Overview
I've been reading about
GraphX, Spark's graph processing library. GraphX provides distributed, in-memory graph computing. The key thing that differentiates it from other large-scale graph processing sytems, like Giraph and GraphLab, is that it is tightly integrated within the Spark ecosystem. This allows efficient data pipelines that combine ETL (SQL), machine learning, and graph analysis within one framework (Spark), without the overhead of running multiple systems and copying data between them.
|
The Spark stack. |
Graph Library for the Spark Framework
Graphs in GraphX are directed multigraph property graphs, which means that each vertex and each edge can have properties (attributes) associated with it. GraphX graphs are distributed and immutable. You create a graph in GraphX by providing an RDD of vertices and an RDD of edges. You can then perform OLAP operations on a graph through the
API. A pregel API supports vertex-centric, bulk-synchronous parallel, iterative algorithms.

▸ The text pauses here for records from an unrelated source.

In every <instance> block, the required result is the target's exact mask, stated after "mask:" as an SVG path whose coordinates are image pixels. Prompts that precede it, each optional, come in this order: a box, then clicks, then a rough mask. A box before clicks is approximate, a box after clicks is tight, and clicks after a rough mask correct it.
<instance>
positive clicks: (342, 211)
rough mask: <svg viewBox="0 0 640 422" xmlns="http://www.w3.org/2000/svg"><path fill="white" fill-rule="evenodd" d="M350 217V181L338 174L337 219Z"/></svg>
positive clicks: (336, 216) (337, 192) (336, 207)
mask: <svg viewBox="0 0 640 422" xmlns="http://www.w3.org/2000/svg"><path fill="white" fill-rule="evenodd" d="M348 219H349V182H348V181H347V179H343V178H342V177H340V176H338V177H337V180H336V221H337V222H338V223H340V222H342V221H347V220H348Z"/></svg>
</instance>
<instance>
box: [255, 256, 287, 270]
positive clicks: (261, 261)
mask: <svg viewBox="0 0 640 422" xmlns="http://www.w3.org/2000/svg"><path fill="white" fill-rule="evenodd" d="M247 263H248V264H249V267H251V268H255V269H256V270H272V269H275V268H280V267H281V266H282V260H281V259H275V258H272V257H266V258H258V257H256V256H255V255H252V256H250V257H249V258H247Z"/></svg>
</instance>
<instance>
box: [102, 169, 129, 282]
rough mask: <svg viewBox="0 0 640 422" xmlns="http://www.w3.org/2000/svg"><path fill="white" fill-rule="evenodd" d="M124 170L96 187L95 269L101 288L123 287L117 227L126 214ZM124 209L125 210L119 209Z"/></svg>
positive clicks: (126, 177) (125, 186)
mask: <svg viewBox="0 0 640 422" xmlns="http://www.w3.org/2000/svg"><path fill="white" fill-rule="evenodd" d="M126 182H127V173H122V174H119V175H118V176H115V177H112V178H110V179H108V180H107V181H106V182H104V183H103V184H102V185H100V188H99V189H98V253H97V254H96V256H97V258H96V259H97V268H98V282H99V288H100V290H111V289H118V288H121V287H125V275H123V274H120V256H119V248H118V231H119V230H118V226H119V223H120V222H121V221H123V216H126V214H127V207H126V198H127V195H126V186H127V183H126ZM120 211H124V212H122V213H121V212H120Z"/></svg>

In-memory indexes speed up graph operations. Edge partitioning (which means vertices can be split across partitions) and vertex data replication speed up edge traversal, which usually involves communication across machines. A 2014
research paper shows performance comparable to other graph systems, Giraph and GraphLab.
|
GraphX is built on RDDs. |
Applications
A couple of recent MLLib algorithms are implemented on GraphX:
LDA topic modeling and
Power Iteration Clustering. Alibaba Taobao uses GraphX for
data mining in ecommerce, modeling user-item-merchant interactions as a graph. Netflix uses GraphX for
movie recommendation, with graph diffusion and LDA clustering algorithms.